Supersignal west pico plus chemiluminescence system

Hepatic and adipose tissue proteins were extracted using RIPA lysis and extraction buffer (Thermo Scientific, Rockford, IL) containing protease inhibitor cocktail (Millipore Sigma, Burlington, MA). For all tissues, 20 μg of total homogenate protein was analyzed. For plasma protein analysis, 2 μl of plasma was employed. The proteins were subjected to SDS PAGE in 12% gels followed by a transfer onto PVDF membrane.
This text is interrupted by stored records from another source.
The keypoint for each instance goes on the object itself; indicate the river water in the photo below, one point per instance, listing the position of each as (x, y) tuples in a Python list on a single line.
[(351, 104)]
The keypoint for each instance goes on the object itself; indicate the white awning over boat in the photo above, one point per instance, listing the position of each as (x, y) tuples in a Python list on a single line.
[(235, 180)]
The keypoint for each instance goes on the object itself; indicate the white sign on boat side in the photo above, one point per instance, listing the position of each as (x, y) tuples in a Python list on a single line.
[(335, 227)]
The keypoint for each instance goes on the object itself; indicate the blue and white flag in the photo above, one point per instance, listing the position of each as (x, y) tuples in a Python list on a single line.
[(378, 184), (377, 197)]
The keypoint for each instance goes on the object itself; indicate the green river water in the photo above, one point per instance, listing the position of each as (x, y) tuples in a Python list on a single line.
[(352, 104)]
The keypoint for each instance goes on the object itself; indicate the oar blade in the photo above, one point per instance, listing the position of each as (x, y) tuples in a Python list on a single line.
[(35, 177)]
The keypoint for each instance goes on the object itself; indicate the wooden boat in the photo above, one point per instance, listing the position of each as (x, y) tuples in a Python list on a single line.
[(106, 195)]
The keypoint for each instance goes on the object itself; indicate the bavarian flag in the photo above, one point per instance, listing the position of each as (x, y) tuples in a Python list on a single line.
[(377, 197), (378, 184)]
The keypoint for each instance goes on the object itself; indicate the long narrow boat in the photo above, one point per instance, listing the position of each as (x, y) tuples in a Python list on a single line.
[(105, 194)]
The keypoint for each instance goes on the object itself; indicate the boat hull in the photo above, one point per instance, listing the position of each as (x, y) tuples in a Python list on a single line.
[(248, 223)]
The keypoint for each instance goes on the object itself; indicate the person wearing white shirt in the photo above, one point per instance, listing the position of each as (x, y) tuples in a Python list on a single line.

Immunoblotting was performed using rabbit polyclonal antibodies directed against mouse cytochrome P450 isoform 2B10 (CYP2B10, 1:5000, EMD Millipore, Temecula, CA), cytochrome P450 isoform 26A1 (CYP26A1, 1:1000, Bioss, Woburn, MA), retinol-binding protein 4 (RBP4, 1:3000), and peroxisome proliferator-activated receptor gamma (PPARγ, 1:1000, Santa Cruz Biotechnology, CA). Protein loading and relative quantification of protein expression were normalized using β-actin as a reference protein (1:10,000; Millipore Sigma, St. Louis, MO). Protein bands were visualized using Super Signal West Pico PLUS chemiluminescence system (Thermo Scientific, Rockford, IL), films were digitally scanned and analyzed using ImageJ (National Institutes of Health) to generate quantitative relative protein expression data [79 (link)].